When setting up a file format configuration a CSV (Comma Seperated Values) file, there are many options to choose from to ensure the translation is successful. This page will explain the most common options for CSV files.
The following file extensions are supported when setting up file format configurations for CSV files: .csv.
Please click on a section to see specific information regarding a configuration option:
To learn more about working with file format configurations, please see the following pages:
- View file format configurations
- Modify file format configurations
- Create file format configurations
- Test and validate file format configurations
The General Tab contains options for choosing what type of content will be translated and what portions of the CSV file will be extracted. For example, a custom configuration would be helpful if you desire to only extract certain columns or rows for monolingual content or when the translation will be for a multilingual content.
- Mono or Multilingual Content - The default CSV file format configuration is set up to translate monolingual content. This option may be used to create a custom configuration with specific extraction rules for monolingual content or to translate multilingual files. A custom configuration is necessary to translate multilingual CSV files.
- Encoding - The default CSV file format configurtion uses UTF-8 file encoding; however, this portion of the configuration may be altered to use a different type of encoding (ISO, Windows, Macintosh, ASCII, etc.).

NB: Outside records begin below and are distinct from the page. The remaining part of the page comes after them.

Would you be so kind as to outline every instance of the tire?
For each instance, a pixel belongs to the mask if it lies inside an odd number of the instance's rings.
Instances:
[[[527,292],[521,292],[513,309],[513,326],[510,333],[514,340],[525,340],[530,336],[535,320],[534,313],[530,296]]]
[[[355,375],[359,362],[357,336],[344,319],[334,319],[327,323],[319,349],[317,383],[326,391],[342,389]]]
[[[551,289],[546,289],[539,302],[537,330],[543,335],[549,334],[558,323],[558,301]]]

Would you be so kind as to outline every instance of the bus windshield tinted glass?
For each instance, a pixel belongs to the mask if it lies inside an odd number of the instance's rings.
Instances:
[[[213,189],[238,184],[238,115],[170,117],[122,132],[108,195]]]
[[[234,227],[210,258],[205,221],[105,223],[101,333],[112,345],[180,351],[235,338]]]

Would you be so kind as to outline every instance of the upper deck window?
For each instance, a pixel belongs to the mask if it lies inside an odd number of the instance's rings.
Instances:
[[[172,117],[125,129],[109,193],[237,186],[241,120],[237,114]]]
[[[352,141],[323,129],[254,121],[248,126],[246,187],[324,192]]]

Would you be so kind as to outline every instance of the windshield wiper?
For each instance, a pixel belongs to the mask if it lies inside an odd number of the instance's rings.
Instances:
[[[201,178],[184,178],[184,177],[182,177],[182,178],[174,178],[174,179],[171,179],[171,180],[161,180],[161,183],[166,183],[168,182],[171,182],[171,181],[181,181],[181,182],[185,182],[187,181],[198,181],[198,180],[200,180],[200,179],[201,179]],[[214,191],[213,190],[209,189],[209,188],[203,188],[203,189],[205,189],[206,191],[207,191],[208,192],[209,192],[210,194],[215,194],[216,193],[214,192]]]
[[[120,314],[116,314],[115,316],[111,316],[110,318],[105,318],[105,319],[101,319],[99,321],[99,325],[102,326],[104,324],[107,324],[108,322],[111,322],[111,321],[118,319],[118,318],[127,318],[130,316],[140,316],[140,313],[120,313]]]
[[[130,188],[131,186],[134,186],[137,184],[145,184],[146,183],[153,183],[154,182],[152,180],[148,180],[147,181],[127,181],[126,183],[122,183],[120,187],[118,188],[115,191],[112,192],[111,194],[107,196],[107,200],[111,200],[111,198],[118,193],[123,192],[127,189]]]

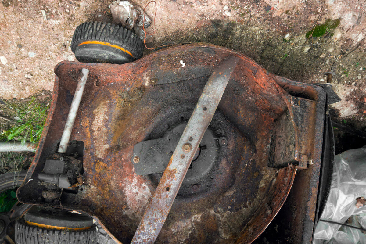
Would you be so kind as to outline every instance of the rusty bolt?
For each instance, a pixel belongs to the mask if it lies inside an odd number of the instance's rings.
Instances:
[[[76,180],[78,181],[78,183],[81,185],[84,183],[84,180],[83,180],[83,177],[81,175],[78,175],[76,176]]]
[[[324,75],[326,75],[326,83],[332,83],[332,79],[333,77],[333,76],[336,74],[334,71],[330,70],[327,72],[325,72],[324,73]]]
[[[183,151],[186,153],[187,153],[192,149],[192,145],[190,143],[186,143],[183,145]]]

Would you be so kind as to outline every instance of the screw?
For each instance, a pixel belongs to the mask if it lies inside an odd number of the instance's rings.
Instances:
[[[84,180],[83,180],[83,177],[81,175],[78,175],[76,177],[76,180],[78,181],[78,183],[81,185],[82,184],[84,183]]]
[[[334,72],[334,71],[332,70],[330,70],[327,72],[325,72],[324,73],[324,75],[326,75],[326,83],[332,83],[332,78],[333,78],[333,76],[336,74],[336,73]]]
[[[189,143],[185,143],[184,145],[183,145],[183,151],[185,152],[189,152],[192,149],[192,145]]]

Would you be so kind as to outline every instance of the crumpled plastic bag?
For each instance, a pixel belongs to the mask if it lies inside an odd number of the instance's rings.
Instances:
[[[145,12],[144,16],[143,10],[138,5],[134,5],[128,1],[115,1],[109,5],[112,14],[112,23],[120,25],[130,30],[133,29],[135,33],[141,40],[145,38],[145,32],[143,26],[147,28],[152,21],[151,18]],[[154,37],[146,33],[146,43],[152,42]]]
[[[358,206],[356,199],[366,198],[366,147],[343,152],[335,157],[333,178],[328,199],[320,219],[366,229],[366,207]],[[319,221],[314,244],[366,243],[360,230]]]

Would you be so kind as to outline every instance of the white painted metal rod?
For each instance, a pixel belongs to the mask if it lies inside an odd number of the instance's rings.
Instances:
[[[0,152],[34,152],[37,144],[26,142],[24,145],[19,141],[0,142]]]
[[[66,120],[66,123],[65,125],[65,128],[64,129],[64,132],[61,137],[61,140],[60,142],[59,150],[57,152],[59,153],[65,153],[66,152],[69,140],[70,140],[70,136],[71,135],[71,132],[74,127],[74,123],[76,118],[76,115],[78,113],[78,110],[79,110],[79,105],[80,104],[81,97],[83,95],[84,89],[86,83],[88,75],[89,74],[89,70],[83,68],[81,70],[81,73],[83,74],[83,76],[78,82],[78,85],[75,90],[74,98],[72,98],[72,102],[71,102],[70,110],[69,111],[67,119]]]

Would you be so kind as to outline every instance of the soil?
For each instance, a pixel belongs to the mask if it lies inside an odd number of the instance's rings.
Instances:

Additionally, if you do not know the encoding used for the file, an option is provided to check it for proper configuration.
- Columns - These options may be used to configure the column separater (tab, comma, semi-colon) and to configure specific columns to extract from the CSV file.
- Rows - This option may be used to configure what row the translation will start on.
- HTML Content - This option should be enabled if the CSV contains HTML content. Unless you have created a custom HTML configuration, Wordbee Translator will use the default configuration to complete the tranlsation.
- Text Segmentation - Enable/Disable SRX rules for text segmentation and choose to spilt or not split text at line breaks. By default, the system segments the document by cell, this means that if there are three sentences within a cell, they will be considered one segment. If SRX rules are enabled for text segmentation, the sentences will be segmented at each punctuation mark or line break (as defined by the SRX rules). A default set of SRX rules is defined for CSV files; however, these may be customized if needed. Additionally, the default or a customized set of SRX might have splitting text at line breaks disabled. In this instance, you can enable "Always Split Text at Line Breaks" to ensure this portion of segmentation is handled correctly.
Do Not Translate Tab
The Do Not Translate Tab contains options for configuring what will not be extracted for translation within the source file.
- Segments - Enter certain texts or regular expressions for Wordbee Translator to locate and exclude from the translation. Any text that does not match entered texts or patterns is automatically considered by the system to be translatable.
Regular expressions may be entered in the system to protect entire segments or just terms with the file. These segments or terms will not be extracted for translation and be taken into account during the wordcount step. A good example, is entering terms or regular expressions to protect brand names or confidential content like software codes.
Whitespaces & Symbols Tab
The Whitespaces & Symbols Tab may be used to hide whitespaces or symbols that exist within the source file.
- Do Not Show Leading and Trailing Whitespaces - If enabled, leading and trailing whitespaces within the source file will not be shown in the translation.
- Do Not Show Texts Containing Neither Letters nor Digits - If enabled, text (symbols) that do not consist of letters or digits will be hiddent from view in the the translation.